A Study of Post-9/11 GI Bill Student Outcomes

Young adult students in class

The Post-9/11 Veterans’ Educational Assistance Act of 2008 (also known as the Post-9/11 GI Bill or PGIB) represents a significant federal investment: Between 2009 and 2019, nearly $100 billion was budgeted for the program, which provides postsecondary education benefits to veterans and their families. Over that 10-year period, there were 2.7 million enlisted veterans eligible to use PGIB benefits. Yet, despite the program’s size and implications for broader discussions of college access and tuition-free college, there has been no definitive assessment of its outcomes.

Unprecedented interagency sharing of individual-level data has enabled this first in-depth examination of the use and outcomes of PGIB across all military branches. The study links data from the U.S. Department of Veterans Affairs (VA), the Veterans Benefit Administration, the U.S. Department of Defense, the Internal Revenue Service, the U.S. Census Bureau, and the National Student Clearinghouse, a nonprofit organization that provides data on enrollment and degree completion for students nationwide.

A research team from AIR—embedded as Special-Sworn-Status employees of the Census Bureau—alongside researchers from the Census Bureau and VA are conducting the assessment with support from Arnold Ventures and Veterans Education Success.    

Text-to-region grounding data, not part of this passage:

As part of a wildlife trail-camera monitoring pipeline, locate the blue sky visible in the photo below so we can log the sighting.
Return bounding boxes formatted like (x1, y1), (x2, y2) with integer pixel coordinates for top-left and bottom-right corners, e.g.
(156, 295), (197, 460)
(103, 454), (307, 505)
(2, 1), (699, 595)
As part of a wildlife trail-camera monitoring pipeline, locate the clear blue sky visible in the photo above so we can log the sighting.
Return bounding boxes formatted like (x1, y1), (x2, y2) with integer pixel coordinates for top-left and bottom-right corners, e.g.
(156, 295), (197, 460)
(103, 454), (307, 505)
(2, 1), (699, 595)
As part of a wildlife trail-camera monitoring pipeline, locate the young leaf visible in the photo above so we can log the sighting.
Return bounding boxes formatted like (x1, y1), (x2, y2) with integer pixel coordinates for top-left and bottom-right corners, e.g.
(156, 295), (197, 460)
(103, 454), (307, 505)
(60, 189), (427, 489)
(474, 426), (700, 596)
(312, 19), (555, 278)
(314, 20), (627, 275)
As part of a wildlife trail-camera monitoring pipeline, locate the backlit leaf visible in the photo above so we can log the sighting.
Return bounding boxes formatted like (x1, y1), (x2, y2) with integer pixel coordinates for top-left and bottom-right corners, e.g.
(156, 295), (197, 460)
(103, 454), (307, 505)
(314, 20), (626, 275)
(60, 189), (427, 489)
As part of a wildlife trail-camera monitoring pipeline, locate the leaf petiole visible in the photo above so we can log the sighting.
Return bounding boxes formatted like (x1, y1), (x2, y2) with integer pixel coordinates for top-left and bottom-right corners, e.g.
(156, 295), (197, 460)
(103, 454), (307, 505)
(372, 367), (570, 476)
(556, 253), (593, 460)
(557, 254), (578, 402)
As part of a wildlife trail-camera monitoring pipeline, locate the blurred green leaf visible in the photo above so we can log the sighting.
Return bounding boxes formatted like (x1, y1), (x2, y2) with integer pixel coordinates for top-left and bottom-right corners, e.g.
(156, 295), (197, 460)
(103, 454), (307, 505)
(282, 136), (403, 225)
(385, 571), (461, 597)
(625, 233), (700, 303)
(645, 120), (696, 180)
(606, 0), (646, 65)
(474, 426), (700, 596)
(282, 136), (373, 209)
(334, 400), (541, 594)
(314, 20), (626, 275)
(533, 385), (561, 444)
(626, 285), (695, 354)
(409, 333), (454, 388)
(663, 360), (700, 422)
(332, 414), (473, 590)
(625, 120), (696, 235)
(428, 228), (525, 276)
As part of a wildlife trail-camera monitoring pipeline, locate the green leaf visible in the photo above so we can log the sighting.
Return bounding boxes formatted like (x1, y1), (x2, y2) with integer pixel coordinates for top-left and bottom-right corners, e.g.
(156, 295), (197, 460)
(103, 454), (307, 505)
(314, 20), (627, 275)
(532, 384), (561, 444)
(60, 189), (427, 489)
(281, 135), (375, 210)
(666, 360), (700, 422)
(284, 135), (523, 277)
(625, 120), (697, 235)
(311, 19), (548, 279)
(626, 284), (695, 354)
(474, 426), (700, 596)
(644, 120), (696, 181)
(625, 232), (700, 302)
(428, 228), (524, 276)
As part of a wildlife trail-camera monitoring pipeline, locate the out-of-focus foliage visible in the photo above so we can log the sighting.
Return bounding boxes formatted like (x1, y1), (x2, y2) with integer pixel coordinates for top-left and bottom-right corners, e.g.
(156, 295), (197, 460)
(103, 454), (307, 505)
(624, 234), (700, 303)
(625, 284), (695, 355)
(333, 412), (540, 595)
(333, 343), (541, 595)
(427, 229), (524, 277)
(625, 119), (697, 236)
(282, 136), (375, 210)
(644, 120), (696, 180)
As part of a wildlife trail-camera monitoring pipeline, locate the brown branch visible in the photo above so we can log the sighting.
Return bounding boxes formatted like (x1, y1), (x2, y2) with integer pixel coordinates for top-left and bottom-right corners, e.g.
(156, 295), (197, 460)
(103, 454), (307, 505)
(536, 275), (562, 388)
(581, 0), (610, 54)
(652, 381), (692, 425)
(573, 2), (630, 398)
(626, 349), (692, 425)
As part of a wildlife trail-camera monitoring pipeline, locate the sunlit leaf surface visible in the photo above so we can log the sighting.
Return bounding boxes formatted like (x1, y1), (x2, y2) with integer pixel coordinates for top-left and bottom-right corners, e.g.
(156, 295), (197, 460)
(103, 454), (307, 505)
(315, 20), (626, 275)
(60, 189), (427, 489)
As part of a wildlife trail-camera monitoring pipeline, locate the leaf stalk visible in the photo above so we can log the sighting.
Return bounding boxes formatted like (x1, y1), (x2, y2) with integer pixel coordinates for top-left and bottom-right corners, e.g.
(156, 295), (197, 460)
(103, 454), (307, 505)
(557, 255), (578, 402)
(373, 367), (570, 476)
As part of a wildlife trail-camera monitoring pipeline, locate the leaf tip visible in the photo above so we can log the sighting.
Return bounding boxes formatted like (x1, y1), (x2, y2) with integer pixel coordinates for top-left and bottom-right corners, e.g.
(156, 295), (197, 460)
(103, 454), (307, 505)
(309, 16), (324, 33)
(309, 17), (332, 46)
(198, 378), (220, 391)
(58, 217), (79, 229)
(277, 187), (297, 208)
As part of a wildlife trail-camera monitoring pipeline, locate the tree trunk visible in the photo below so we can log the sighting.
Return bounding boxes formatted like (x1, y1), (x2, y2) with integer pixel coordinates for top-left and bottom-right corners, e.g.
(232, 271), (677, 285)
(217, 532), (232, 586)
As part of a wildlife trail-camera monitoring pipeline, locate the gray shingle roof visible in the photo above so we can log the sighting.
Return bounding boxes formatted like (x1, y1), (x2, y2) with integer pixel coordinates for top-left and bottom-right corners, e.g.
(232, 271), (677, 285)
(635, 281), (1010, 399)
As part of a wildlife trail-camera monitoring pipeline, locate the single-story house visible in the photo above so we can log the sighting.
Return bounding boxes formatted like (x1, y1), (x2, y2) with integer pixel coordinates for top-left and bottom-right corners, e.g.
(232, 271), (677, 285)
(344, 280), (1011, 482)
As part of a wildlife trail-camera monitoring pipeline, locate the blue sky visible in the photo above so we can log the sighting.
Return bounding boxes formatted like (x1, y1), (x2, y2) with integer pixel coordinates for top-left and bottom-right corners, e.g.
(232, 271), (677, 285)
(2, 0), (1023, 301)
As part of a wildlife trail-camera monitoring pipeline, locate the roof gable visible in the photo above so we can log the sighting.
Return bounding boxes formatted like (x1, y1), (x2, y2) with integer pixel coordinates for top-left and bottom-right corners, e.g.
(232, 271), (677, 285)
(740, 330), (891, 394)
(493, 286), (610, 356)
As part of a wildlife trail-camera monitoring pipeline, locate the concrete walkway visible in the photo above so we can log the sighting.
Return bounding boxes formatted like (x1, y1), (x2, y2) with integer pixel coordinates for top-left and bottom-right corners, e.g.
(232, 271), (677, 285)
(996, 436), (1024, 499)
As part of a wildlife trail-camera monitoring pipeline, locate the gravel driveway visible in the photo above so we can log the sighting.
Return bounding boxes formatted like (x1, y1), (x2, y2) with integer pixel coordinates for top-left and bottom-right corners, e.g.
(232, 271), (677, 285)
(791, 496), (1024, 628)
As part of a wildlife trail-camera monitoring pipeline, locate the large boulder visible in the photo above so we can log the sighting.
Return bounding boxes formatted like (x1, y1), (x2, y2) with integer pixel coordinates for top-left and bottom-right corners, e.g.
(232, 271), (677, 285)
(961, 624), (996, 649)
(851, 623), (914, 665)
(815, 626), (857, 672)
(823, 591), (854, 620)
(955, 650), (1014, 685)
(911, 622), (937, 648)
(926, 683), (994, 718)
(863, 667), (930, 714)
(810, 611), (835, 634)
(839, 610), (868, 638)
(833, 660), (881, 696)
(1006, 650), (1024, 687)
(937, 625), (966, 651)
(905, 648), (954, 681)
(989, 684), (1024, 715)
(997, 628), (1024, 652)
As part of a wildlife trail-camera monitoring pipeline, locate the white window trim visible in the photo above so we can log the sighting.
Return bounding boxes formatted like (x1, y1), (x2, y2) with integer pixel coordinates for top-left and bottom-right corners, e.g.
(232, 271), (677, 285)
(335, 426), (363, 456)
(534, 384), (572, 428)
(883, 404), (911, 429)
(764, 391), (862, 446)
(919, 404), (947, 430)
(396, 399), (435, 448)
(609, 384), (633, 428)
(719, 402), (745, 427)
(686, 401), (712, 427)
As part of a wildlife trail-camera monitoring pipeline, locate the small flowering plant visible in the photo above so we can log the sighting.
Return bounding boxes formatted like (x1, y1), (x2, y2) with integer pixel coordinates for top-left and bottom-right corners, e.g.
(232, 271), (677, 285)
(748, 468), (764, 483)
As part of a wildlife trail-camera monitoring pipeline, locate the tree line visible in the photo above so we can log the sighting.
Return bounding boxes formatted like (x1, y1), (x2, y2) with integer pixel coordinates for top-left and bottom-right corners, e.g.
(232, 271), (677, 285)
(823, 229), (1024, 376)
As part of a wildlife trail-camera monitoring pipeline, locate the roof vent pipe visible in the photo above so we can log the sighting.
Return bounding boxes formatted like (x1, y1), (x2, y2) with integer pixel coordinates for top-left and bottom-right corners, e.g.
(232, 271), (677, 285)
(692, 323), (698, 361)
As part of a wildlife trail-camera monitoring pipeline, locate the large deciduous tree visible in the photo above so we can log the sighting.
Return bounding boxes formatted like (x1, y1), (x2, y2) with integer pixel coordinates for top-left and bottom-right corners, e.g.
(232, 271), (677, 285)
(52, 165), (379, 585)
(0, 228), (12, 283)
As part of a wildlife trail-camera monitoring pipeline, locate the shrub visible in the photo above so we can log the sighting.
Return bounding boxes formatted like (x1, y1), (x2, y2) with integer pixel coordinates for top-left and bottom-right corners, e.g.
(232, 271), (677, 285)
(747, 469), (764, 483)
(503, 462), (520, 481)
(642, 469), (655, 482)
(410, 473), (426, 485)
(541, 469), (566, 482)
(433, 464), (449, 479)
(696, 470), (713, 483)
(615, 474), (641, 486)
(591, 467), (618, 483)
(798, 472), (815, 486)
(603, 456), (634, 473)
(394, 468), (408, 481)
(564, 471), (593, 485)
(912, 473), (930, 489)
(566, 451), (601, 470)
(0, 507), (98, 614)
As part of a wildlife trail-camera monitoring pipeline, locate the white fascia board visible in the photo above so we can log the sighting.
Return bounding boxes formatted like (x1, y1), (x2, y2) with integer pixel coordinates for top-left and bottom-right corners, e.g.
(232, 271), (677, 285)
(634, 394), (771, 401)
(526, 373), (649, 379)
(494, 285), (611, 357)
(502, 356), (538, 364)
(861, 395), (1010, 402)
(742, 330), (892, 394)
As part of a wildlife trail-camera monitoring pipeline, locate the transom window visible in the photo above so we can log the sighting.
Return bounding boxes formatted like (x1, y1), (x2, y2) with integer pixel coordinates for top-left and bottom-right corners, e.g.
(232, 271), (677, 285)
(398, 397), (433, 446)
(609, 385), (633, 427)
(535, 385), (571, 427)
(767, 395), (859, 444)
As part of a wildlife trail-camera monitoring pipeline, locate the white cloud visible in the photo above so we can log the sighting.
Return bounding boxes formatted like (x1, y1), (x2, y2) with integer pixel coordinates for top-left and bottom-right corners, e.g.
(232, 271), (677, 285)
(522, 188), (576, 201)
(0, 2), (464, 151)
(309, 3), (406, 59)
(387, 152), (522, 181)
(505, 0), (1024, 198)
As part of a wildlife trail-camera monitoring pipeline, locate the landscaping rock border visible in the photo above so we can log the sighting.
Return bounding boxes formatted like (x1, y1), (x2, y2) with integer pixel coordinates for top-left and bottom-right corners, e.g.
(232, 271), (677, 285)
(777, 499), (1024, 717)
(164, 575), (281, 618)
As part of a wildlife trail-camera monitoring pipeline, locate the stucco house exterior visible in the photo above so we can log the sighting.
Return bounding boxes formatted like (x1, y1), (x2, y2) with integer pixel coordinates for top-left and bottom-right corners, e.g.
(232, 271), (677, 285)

A First Look at Post-9/11 GI Bill-Eligible Enlisted Veterans' Outcomes

This first report from the study explores the number and characteristics of veterans who used PGIB, the degrees that were obtained by those using the benefits, and their labor market outcomes. It provides data broken down by sex, race, ethnicity, and Armed Forces Qualification Test (AFQT) scores. It covers every enlisted veteran who was eligible for benefits who separated from the military as of June 30, 2018, and was age 65 or younger as of December 31, 2019.

Lessons from Those Who Have Not Yet Used Post-9/11 GI Bill Benefits

If you are an eligible veteran who has not yet used or transferred your Post-9/11 GI Bill benefits, learn more about how to participate in an interview or focus group.

In order to better understand why some veterans may not be using their Post-9/11 GI Bill benefits, this study includes both an analysis of the interagency data on the characteristics of veterans who have not yet used or transferred their Post-9/11 GI Bill Benefits as well as interviews and focus groups with veterans to identify reasons why veterans may not use the benefits.